男ふたり女ひとり

今夜は辛いことを忘れたいので小学校の頃に仲が良く最近再会した自分に愚痴を聞いて欲しいというものだった。
悪友たる親友もこの女性とは親友であり、小学校の頃は一緒に遊んだ仲なので話を聞いて自分も愚痴を聞こうと名乗りを上げてくれた。

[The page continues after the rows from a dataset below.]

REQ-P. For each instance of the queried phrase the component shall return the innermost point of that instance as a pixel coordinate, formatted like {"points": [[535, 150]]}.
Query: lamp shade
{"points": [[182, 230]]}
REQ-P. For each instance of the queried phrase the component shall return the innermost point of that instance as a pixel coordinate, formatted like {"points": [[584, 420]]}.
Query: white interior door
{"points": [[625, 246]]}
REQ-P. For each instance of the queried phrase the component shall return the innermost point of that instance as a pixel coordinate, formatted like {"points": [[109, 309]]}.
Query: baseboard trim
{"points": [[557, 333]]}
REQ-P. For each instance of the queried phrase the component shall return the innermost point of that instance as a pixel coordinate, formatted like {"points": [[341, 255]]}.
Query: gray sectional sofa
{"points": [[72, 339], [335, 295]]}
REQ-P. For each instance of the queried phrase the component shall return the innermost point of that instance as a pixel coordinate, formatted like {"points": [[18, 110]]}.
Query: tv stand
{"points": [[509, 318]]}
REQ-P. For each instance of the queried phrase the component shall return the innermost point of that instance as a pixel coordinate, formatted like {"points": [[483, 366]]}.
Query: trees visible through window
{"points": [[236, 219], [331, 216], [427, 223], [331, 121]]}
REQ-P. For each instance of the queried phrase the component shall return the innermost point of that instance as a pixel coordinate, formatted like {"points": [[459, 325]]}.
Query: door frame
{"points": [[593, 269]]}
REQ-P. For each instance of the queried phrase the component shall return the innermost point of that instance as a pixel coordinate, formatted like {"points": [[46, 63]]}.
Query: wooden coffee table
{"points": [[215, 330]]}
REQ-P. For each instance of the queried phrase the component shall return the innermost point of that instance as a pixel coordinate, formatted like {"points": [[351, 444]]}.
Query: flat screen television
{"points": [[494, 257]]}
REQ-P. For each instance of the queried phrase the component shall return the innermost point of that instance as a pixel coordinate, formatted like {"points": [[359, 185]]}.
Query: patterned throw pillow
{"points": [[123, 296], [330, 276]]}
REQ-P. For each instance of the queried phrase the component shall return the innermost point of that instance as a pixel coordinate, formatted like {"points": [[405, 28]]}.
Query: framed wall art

かくして、最低男のことを忘れるための飲み会が企画され、僕のアパートで3人で行われることになったのだ。
某巨大駅の有名待ち合わせの場所で彼女と合流した。
その様子に僕たち二人は驚いた。

彼女は育ちの良いお嬢様然とした女の子だったはずだ。
また、学区内で一番の進学校に入学した秀才だった。
その幼馴染の服装はというと、男を誘うような薄いキャミソールに水色のパンツがチラリと覗く短いホットパンツという出で立ちだったのだ。

正直、僕たちは唾を飲み込んだ。
そんな驚きがありながらも、僕たちは僕のアパートに移動して飲み会を始めた。
そこで更に驚いたのが、彼女の男性遍歴だった。

酔った彼女が話したのは、経験男性人数は50を超えていて、セックスが大好きであり、親友だと思っていた中学校に入りたての頃には教師と初体験を済ませていたというのだ。

ドン引きである。
彼女の底が見えてしまった。
人間の本質は、こういう時に出るものである。

この時、密かに幼馴染の関係を解消しようと決めた。
人間性は簡単には変えられない。
友達としても付き合ってはならないステージの側にいるのだ彼女は。

どんどん酔いがさめていった。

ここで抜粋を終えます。